Service Mesh (ASM) provides built-in monitoring and alerting based on service level objectives (SLOs). SLO monitoring tracks performance metrics -- such as latency and error rate -- for calls between application services, giving application developers, platform operators, and O&M personnel a shared benchmark to measure and improve service quality.
Key terms
Service level indicator (SLI): A quantitative metric that measures service health, such as availability or response latency.
Service level objective (SLO): A target percentage for an SLI over a defined period. An SLO consists of one or more SLIs. Combining multiple SLIs into one SLO provides a more accurate picture of overall service health.
Error budget: The amount of allowable unreliability derived from an SLO target (100% - SLO target). Use the error budget to balance reliability with development velocity -- it represents the risk budget you can invest in shipping features.
SLO examples:
Average queries per second (QPS) > 100,000/s
Latency of 99% of requests < 500 ms
Bandwidth per minute for 99% of requests > 200 MB/s
SLI types
ASM supports two SLI types:
| SLI type | What it measures | Plug-in type | Failure condition |
|---|---|---|---|
| Service availability | The proportion of requests that receive a successful response | availability | HTTP status code is 429 or 5XX (any code starting with 5) |
| Latency | The time for a service to return a response | latency | Response time exceeds the specified maximum |
Set meaningful objectives
Objectives should reflect real user impact.
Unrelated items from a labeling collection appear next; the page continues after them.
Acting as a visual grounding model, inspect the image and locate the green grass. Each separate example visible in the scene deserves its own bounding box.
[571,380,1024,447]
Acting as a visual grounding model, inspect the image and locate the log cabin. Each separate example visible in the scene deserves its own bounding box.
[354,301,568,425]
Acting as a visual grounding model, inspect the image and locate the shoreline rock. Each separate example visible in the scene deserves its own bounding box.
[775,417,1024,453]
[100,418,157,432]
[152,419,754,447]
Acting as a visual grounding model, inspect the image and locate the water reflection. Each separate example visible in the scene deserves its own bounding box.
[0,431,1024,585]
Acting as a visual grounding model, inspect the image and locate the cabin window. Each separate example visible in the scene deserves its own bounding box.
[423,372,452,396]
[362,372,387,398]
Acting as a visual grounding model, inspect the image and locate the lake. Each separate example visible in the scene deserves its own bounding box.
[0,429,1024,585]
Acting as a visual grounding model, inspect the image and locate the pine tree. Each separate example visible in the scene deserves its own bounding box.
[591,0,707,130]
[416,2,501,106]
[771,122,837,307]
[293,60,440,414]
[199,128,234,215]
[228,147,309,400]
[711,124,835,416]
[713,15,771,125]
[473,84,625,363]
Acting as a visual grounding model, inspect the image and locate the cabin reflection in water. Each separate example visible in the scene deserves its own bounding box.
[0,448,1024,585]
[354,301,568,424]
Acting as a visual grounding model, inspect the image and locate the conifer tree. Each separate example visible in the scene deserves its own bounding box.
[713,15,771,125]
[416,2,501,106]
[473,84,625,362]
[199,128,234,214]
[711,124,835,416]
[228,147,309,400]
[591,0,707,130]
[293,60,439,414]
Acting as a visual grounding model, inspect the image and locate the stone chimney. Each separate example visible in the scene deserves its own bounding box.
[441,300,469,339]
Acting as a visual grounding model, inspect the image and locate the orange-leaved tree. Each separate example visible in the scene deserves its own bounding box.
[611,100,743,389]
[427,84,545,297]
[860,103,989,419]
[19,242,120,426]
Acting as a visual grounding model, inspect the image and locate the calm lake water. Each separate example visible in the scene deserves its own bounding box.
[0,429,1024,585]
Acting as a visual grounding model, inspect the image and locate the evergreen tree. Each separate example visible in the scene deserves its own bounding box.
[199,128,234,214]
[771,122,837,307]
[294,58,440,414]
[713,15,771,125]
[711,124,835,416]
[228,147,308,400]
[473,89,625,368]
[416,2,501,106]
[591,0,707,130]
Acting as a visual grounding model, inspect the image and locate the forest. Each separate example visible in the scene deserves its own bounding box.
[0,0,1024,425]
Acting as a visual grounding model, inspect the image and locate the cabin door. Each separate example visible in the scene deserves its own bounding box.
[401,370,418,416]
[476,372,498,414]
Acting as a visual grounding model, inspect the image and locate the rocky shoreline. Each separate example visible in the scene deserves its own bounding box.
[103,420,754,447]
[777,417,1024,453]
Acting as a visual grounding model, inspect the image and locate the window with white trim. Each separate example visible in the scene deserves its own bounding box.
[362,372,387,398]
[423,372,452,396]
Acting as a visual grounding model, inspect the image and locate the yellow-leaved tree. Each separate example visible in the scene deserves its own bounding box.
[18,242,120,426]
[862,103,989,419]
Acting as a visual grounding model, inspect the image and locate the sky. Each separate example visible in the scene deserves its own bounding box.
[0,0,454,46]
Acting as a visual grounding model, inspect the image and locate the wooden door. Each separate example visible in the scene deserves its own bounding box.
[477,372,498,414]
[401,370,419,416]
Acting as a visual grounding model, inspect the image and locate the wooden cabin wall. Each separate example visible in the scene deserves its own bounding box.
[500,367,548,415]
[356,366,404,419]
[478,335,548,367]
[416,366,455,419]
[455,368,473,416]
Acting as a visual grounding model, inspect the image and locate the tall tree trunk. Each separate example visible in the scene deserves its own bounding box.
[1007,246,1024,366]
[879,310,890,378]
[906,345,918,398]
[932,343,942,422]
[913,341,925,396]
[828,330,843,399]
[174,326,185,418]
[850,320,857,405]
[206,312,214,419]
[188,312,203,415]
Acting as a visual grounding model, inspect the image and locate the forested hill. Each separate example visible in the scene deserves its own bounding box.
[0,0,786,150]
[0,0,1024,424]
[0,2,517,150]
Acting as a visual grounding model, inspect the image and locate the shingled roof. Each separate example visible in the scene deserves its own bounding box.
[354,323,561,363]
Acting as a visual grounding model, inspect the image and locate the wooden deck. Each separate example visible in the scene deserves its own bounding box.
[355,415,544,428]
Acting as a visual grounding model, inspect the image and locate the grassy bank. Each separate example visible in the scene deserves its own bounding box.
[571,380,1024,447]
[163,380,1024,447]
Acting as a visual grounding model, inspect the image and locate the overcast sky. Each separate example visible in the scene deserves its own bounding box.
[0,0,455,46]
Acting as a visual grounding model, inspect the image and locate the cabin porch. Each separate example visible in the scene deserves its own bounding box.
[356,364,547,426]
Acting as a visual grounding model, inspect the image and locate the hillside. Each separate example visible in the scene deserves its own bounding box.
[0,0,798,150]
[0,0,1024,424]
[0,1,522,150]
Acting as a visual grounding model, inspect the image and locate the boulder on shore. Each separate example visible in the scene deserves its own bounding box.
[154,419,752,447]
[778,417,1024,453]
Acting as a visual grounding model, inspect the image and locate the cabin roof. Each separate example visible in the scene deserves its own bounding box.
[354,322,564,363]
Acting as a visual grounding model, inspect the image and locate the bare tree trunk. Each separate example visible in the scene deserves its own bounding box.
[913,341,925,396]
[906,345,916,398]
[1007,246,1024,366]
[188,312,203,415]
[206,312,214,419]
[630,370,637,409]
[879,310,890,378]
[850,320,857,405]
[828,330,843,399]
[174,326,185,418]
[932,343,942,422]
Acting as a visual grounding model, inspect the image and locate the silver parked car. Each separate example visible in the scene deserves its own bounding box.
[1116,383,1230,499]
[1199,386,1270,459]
For example, if users cannot perceive the difference between 200 ms and 600 ms latency, set the latency objective to 600 ms.
Different services warrant different targets based on their criticality:
| Availability target | Approximate downtime per year | Typical use |
|---|---|---|
| 99% | ~3 days | Non-critical services |
| 99.999% | ~5 minutes | Mission-critical services |
Compliance period
The compliance period defines how long SLIs are measured against the SLO target. The same target percentage has very different implications at different time scales:
| Compliance period | 99% availability allows continuous downtime of up to |
|---|---|
| 1 day | ~14 minutes (24 hours x 1%) |
| 30 days | ~7 hours (30 days x 1%) |
ASM supports compliance periods of 7, 14, 28, and 30 days.
Error budget
The error budget quantifies how much failure an SLO permits before a violation occurs.
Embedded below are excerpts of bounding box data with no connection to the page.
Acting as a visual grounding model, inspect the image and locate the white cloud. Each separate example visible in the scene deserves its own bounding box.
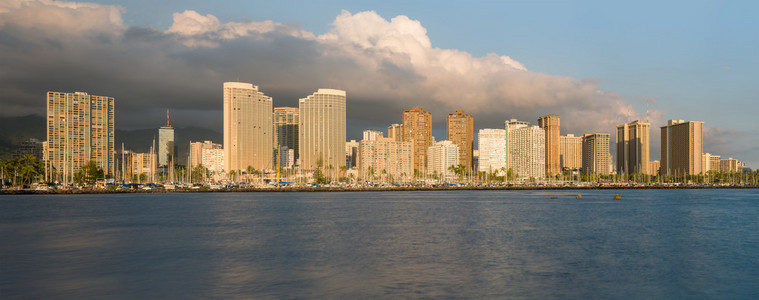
[0,1,639,138]
[166,10,314,48]
[0,0,126,33]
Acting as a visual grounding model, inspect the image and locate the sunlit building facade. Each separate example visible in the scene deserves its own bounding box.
[661,120,704,176]
[538,115,561,176]
[616,120,651,174]
[224,82,274,172]
[477,128,509,176]
[47,92,115,183]
[582,133,612,175]
[446,110,474,170]
[403,107,433,173]
[298,89,346,170]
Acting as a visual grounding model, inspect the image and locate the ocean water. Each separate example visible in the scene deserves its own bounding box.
[0,189,759,299]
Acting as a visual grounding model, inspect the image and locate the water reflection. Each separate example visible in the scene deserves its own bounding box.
[0,191,759,298]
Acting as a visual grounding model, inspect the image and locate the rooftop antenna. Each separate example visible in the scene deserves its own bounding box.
[642,97,656,123]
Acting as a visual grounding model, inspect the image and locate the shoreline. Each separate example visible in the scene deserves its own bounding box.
[0,185,759,195]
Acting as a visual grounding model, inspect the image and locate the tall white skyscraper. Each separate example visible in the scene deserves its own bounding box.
[358,130,414,182]
[158,110,176,168]
[298,89,346,172]
[506,119,546,179]
[582,133,612,175]
[477,129,509,176]
[661,120,704,176]
[427,140,459,180]
[47,92,114,183]
[616,120,651,174]
[224,82,274,172]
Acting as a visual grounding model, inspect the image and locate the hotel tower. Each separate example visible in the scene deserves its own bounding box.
[403,107,432,173]
[47,92,114,183]
[298,89,346,171]
[447,110,474,170]
[224,82,273,172]
[616,121,651,174]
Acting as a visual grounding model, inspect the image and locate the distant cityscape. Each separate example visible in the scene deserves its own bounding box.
[2,82,752,190]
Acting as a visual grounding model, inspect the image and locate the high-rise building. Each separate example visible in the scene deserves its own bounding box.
[477,128,509,176]
[358,130,414,181]
[158,110,176,169]
[47,92,115,183]
[427,141,459,181]
[538,115,561,177]
[14,138,45,161]
[447,110,474,170]
[274,107,300,159]
[582,133,611,175]
[661,120,704,176]
[189,141,224,169]
[298,89,346,170]
[559,134,582,171]
[719,157,746,174]
[701,153,721,174]
[648,160,661,175]
[616,120,651,174]
[127,152,156,183]
[201,147,224,173]
[387,124,403,142]
[508,126,546,178]
[505,119,546,178]
[224,82,274,172]
[403,107,433,173]
[345,140,359,169]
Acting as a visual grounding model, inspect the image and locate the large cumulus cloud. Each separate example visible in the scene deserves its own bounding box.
[0,0,639,137]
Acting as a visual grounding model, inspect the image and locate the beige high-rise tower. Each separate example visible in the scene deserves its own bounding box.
[47,92,114,183]
[403,107,432,173]
[387,124,403,142]
[616,120,651,174]
[274,107,300,159]
[298,89,346,170]
[224,82,273,172]
[447,110,474,170]
[559,134,582,171]
[660,120,704,176]
[582,133,611,175]
[538,115,561,177]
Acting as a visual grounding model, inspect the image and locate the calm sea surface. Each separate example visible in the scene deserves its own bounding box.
[0,189,759,299]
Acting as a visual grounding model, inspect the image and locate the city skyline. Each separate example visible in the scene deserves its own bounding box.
[0,1,759,166]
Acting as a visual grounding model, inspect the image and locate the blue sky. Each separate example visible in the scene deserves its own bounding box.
[0,0,759,168]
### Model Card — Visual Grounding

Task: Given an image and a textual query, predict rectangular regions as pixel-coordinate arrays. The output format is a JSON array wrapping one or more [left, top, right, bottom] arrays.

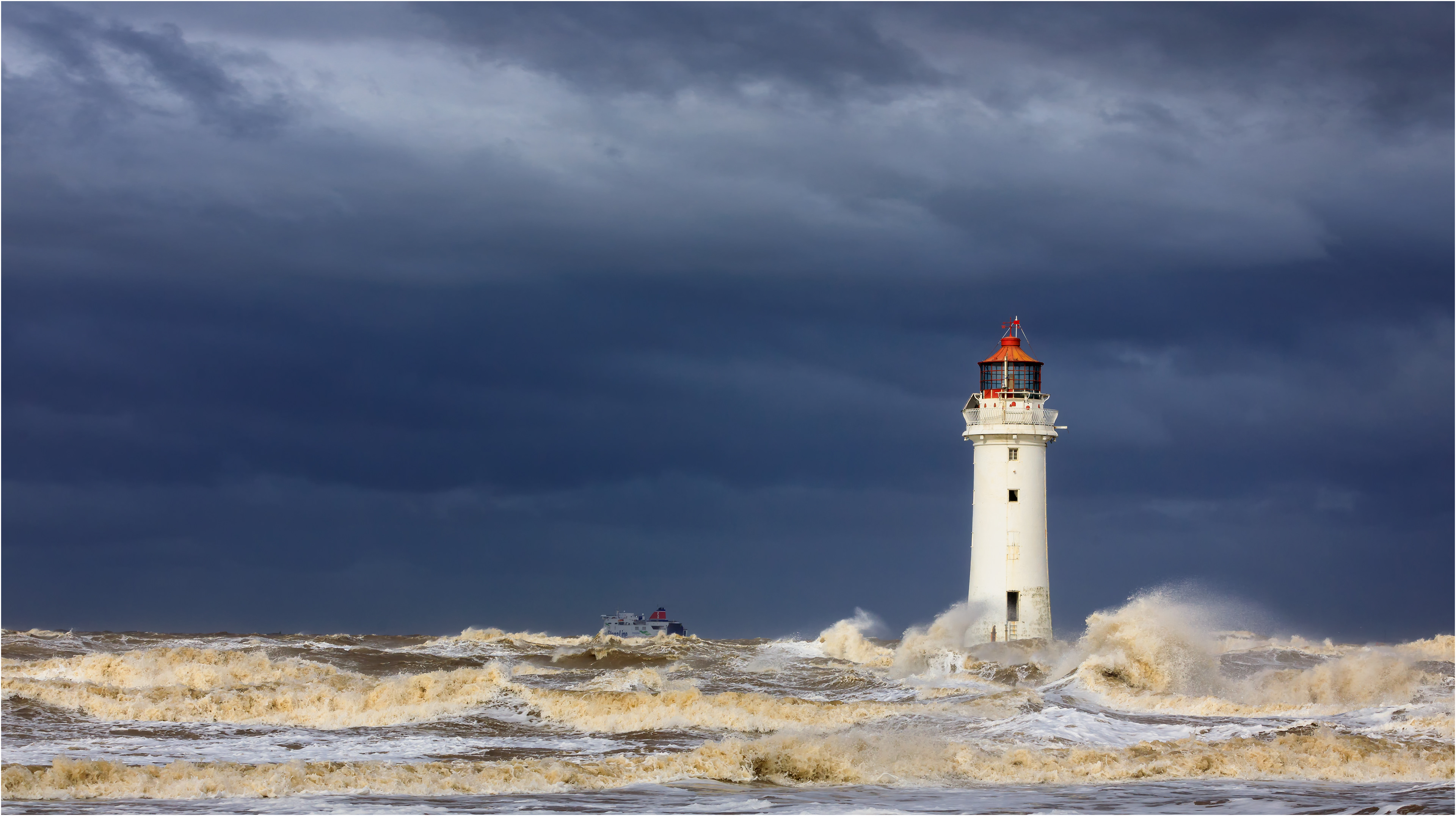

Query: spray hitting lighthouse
[[961, 318, 1066, 644]]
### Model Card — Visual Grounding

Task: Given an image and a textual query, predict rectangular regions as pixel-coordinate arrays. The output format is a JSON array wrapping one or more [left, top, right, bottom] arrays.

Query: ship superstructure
[[961, 318, 1066, 644], [601, 606, 687, 637]]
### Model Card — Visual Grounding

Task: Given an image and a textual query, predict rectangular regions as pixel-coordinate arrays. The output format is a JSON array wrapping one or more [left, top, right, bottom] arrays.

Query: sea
[[0, 593, 1456, 813]]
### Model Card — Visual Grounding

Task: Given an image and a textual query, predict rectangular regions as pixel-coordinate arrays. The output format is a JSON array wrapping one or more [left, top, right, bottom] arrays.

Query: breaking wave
[[3, 648, 905, 733], [0, 591, 1456, 800]]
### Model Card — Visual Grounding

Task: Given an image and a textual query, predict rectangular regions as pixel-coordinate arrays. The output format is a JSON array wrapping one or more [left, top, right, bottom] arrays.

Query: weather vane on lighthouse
[[961, 318, 1066, 644]]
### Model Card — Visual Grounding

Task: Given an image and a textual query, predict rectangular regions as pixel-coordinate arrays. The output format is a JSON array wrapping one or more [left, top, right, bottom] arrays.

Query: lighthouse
[[961, 318, 1066, 646]]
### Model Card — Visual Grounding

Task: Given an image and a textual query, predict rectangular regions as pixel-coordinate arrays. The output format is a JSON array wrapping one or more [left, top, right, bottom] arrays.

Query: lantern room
[[981, 319, 1045, 399]]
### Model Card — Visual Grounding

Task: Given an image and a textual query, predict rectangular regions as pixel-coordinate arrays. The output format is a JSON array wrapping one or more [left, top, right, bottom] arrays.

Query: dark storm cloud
[[5, 3, 290, 135], [415, 3, 939, 93], [3, 5, 1451, 637]]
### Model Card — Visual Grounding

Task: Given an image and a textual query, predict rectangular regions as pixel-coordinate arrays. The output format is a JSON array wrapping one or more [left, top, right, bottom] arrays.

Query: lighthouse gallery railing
[[961, 408, 1057, 426]]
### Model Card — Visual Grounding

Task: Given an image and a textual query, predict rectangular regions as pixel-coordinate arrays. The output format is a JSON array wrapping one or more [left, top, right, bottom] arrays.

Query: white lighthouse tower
[[962, 318, 1066, 644]]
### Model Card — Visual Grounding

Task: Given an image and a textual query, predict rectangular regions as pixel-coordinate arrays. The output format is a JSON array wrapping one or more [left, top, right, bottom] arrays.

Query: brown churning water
[[0, 593, 1453, 811]]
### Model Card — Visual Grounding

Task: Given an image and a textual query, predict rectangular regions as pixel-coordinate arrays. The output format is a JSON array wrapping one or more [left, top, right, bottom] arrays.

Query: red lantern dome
[[981, 318, 1045, 399]]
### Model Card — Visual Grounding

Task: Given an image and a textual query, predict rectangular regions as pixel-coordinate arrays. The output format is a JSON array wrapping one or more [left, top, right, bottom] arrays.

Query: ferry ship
[[601, 606, 687, 637]]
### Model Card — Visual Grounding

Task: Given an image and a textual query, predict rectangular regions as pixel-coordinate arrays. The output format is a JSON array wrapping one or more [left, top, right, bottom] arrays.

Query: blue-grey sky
[[0, 3, 1453, 640]]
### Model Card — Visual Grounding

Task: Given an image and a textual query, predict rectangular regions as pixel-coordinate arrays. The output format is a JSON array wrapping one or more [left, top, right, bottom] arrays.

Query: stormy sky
[[0, 3, 1453, 640]]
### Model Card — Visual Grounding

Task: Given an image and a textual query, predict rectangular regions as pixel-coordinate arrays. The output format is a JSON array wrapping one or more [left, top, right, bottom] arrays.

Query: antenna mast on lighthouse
[[961, 316, 1066, 644]]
Formula: Error budget = 100% - SLO target
Example: Consider a service with the following parameters:
| Parameter | Value |
|---|---|
| SLI failure condition | HTTP status code is 429 or 5XX |
| Compliance period | 30 days |
| SLO target | 99.9% |
| Error budget | 0.1% (100% - 99.9%) |
| Total requests in 30 days | 10,000 |
| Error requests allowed | 10 (10,000 x 0.1%) |
To meet this SLO, no more than 10 failed requests are allowed within the 30-day window.
Use the error budget to guide decisions
The error budget provides a data-driven framework for balancing reliability with development velocity:
Budget nearly exhausted: Avoid deploying new versions. Focus on reliability.
Budget remaining at the end of the compliance period: Deploy updates, since the risk of an SLO violation is low.
The error budget is calculated over a rolling window equal to the compliance period:
Error budget >= 0: The SLO is met within the compliance period.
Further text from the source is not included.